Tjahjo mengatakan, meskipun Ahok kini berstatus terdakwa pada kasus dugaan penistaan agama, ia tidak dapat memberhentikan mantan bupati Belitung Timur itu. Ia berkata, pemberhentian dapat dilakukan jika calon atau kepala daerah tertangkap tangan aparat melakukan perbuatan pidana.

Merujuk UU 23/2014 tentang Pemerintah Daerah, Pasl 83, Tjahjo juga baru berhak memberhentikan kepala daerah yang dijatuhi vonis hukuman penjara di atas lima tahun penjara.

Tjahjo menuturkan, pemberhentian itu pernah diterapkan kepada mantan Gubernur Banten Atut Chosiyah. Sebelum divonis bersalah pada kasus korupsi, Atut tetap menjadi gubernur.

Atut, kata Tjahjo, baru diberhentikan Juli 2015 ketika Mahkamah Agung menertbitkan putusan peninjauan kembali .

“Saya harus adil, teman-teman pejabat lain yang kasusnya di bawah lima tahun, sepanjang tidak ditahan ya tetap menjabat,” ucap Tjahjo.

Pasal 83 UU 23/2014 mengatur alasan pemberhentian sementara kepala daerah. Alasan untuk menerbitkan surat nonaktif gubernur adalah dakwaan melakukan perbuatan pidana yang diancam pidana penjara paling singkat lima tahun.

Saat ini Ahok masih menjalani proses pengadilan.

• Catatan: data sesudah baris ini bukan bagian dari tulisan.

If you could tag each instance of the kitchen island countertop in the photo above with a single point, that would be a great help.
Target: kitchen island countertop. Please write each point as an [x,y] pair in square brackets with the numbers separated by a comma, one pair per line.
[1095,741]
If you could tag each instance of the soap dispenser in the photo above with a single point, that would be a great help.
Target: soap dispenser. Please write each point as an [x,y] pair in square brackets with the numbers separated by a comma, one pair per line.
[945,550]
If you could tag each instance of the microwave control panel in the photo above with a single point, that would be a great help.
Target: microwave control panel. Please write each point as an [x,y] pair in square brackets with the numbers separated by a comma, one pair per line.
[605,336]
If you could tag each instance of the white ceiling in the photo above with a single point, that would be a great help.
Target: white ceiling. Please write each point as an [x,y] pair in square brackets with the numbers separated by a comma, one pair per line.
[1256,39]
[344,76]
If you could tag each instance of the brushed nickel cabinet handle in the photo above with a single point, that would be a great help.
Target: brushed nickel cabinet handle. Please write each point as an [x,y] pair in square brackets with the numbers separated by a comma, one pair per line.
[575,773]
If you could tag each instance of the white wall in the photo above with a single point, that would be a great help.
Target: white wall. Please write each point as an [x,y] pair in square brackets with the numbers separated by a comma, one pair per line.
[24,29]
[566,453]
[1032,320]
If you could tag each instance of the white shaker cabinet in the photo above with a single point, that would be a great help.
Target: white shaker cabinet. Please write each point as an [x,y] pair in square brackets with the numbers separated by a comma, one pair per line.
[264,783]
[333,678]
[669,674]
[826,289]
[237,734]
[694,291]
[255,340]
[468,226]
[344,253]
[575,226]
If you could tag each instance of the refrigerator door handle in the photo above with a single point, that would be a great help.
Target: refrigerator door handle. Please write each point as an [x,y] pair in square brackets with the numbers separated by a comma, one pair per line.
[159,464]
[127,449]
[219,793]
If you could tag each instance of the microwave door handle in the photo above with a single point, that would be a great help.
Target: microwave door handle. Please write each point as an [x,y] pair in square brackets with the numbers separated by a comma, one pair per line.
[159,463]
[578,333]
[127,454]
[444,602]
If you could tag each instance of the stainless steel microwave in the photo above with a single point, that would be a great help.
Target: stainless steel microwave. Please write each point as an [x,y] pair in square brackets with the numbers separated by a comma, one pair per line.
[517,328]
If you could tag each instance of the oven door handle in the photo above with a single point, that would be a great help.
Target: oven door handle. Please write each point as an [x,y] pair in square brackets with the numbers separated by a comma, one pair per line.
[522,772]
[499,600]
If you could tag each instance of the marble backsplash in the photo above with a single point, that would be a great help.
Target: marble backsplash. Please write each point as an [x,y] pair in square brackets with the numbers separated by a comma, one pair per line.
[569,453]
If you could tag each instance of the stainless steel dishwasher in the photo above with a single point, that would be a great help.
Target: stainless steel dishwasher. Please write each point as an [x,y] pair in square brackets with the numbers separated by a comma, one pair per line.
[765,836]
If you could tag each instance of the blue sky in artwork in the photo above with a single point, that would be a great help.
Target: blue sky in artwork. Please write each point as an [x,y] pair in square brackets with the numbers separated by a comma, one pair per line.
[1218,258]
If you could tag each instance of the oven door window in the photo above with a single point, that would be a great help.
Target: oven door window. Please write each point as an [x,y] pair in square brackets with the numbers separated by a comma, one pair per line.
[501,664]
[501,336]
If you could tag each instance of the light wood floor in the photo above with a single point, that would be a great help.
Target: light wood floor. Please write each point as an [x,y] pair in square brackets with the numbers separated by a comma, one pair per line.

Jaksa Penuntut Umum belum mengajukan tuntutan hukuman kepada Ahok.

Mungkin perlu sedikit diluruskan, bahwa Pasal 83 menyatakan,

“Kepala Daerah dan/atau Wakil Kepala Daerah diberhentikan sementara tanpa melalui usulan DPRD karena didakwa telah melakukan tindak pidana kejahatan yang diancam dengan pidana penjara paling singkat 5 tahun, tindak pidana korupsi, tindak pidana terorisme, makar, tindak pidana terhadap keamanan negara, dan atau perbuatan lain yang dapat memecah belah Negara Kesatuan Republik Indonesia.”

Jadi didakwa saja sudah cukup sebagai alasan untuk memberhentikan seorang Kepala Daerah dan Wakil Kepala Daerah tanpa perlu menunggu dijatuhi vonis hukuman oleh hakim.

Pendapat ini juga sama seperti pendapat yang disampaikan Mahfud MD terkait pernyataan Mendagri.

“Pasal 83 ayat 1 itu kan jelas, seorang kepala daerah yang menjadi terdakwa, bukan menjadi tertuntut ya, yang sudah menjadi terdakwa itu diberhentikan sementara. Tidak ada pasal lain yang bisa menafikkan itu,” kata Mahfud di gedung KPK pada Kamis (9/2) malam.

Saat ini, Ahok sendiri sudah berstatus terdakwa dengan dakwaan dua pasal berbeda yakni pasal 156 atau pasal 156a dengan ancaman masing-masing empat dan lima tahun.

“Karena UU-nya jelas bunyinya, bukan tuntutan seperti dikatakan Mendagri. Mendagri katakan menunggu tuntutan. Lho di situ terdakwa, berarti dakwaan. Jadi tidak ada instrumen hukum lain,” ujarnya.

“Ya cabut dulu pasal itu agar tidak melanggar hukum. Presiden boleh mencabut pasal itu, misalnya dengan hak subjektifnya, asalkan mau menanggung seluruh akibat politik dari pencabutan pasal itu,” katanya.

DIkutip dari berita Republika

Memang terlihat bahwa terdapat perbedaan antara dijatuhi hukuman dengan status terdakwa, atau didakwa.

Kalau merujuk pasal 83, status terdakwa saja sudah cukup sebagai alasan untuk dilakukannya pemberhentian sementara kepala dan wakil kepala daerah.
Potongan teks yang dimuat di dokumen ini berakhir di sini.